George Borrello, R-Irving, suggested tabling the resolution in order to secure more information - which includes possibly fronting more money to obtain additional IGT funds. The federal government requires a local share for the IGT funds, usually for a dollar-to-dollar match.
Borrello said even if the County Home were to be sold or leased, the county would still be on the hook to subsidize the home should the facility deplete its own fund balance.
"It's still going to take at least a year to 18 months to happen," Borrello said of a possible sale. "So no matter what decision is made, we're going to be in the County Home business for at least the next year. So this money and the matching funds from the federal government can only help us. It can only help our deficit situation next year."
The County Home, which has been marketed by the firm Marcus & Millichap, could receive up to $3.6 million if the maximum amount were sought.
Not all legislators, however, were in favor of fronting the money out of the county's fund balance to supplement the home's fund balance.
"I think it is very premature to spend $500,000 to try to get an IGT match that will not be realized and will do really nothing for the home other than being a balance sheet item," Vincent Horrigan, R-Bemus Point, said Wednesday.
Horrigan said if the commissioned study shows the County Home could continue financially on its own, he would support funding a government match in next year's budget.
"We can allocate these funds through the budget process next year," he said. "And maybe it's more, maybe it's less, but we'll put IGT considerations right in line with the other budget priorities."
Colleen Wright, the County Home's financial officer, said the County Home will run out of money by the middle of next year unless more revenue is secured. The home is expected to face a $3.75 million deficit next year, which would all but deplete its fund balance.
Wright said there is enough cash in its accounts for the home to make it through this year.

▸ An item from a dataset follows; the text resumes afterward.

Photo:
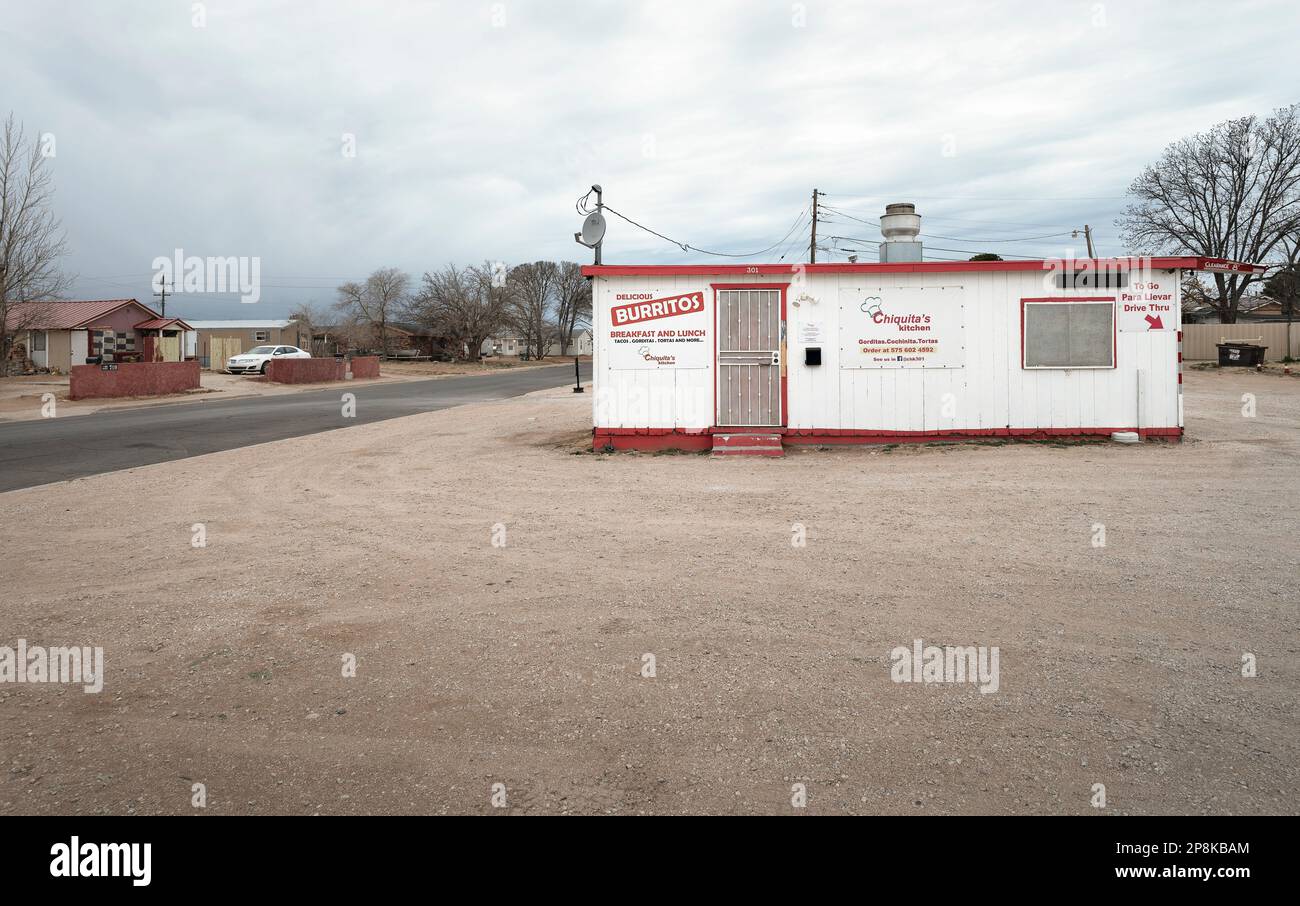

Kitty Crow, county budget director, said the legislature has until June 20 to make its local share payment to the federal government. If the payment is not received by then, the County Home would not receive IGT dollars for the current round of funding - currently in the state's 2010-2011 fiscal year.
Crow acknowledged there was some confusion over the payment schedule in connection to the state's fiscal year. Last October, the home received a $3.2 million payment in IGT funds from the state's 2009-2010 year.
However, she affirmed payments from the county go toward the year IGT funds are doled out to the County Home.